Au magistrat qui l'interrogeait, Villepin a expliqué que le nouveau président avait été alerté par "de hautes personnalités étrangères" sur des "pratiques contestables" liées aux grands contrats d'équipements militaires.
Dans sa déposition, Villepin assure avoir eu connaissance d'extraits des écoutes : "Dans les noms évoqués, il y avait à la fois des ministres et des membres de l'entourage des ministres". Mais il prétend, contre toute évidence, ignorer de qui il s'agissait.

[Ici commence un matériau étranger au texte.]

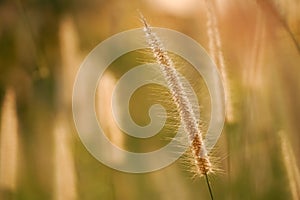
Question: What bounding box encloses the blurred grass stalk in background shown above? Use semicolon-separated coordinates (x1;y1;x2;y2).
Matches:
0;88;19;199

les conclusions tirées par la DGSE de ces "vérifications" auraient confirmé "les très forts soupçons qui existaient de commissions illégitimes, voire de rétrocommissions" sur les contrats pakistanais (Agosta) et saoudien (Sawari). Il n'existait aucune preuve formelle, souligne-t-il, mais c'était assez pour que l'Elysée décide, en 1996, d'interrompre le flux des commissions. L'ordre est alors transmis aux dirigeants de DCN, le constructeur de navires, et à la Sofresa (Société française d'exportation de systèmes d'armement), la structure spécialement chargée du suivi des grands contrats avec l'Arabie saoudite.
Le PDG de la Sofresa, Michel Mazens, est un proche du pouvoir chiraquien. Nommé à la place de Jacques Douffiagues, fidèle de Léotard, il a été mis d'emblée dans la confidence. Sur la recommandation de l'Elysée, il mandate un autre familier des réseaux chiraquiens, Frédéric Bauer, ancien policier rompu aux missions délicates, pour dissuader Takieddine et El-Assir de réclamer leur argent. Dans son chalet de Gstaad, en Suisse, El-Assir vit deux balles se ficher dans son miroir pendant qu'il se rasait. A Paris, la Mercedes de Takieddine reçut un autre projectile. On lui adressa un descriptif de l'emploi du temps de son fils, de l'école jusqu'au magasin de jouets où il s'était rendu. Une équipe issue des services secrets, avait, semble-t-il, été mobilisée pour cette opération.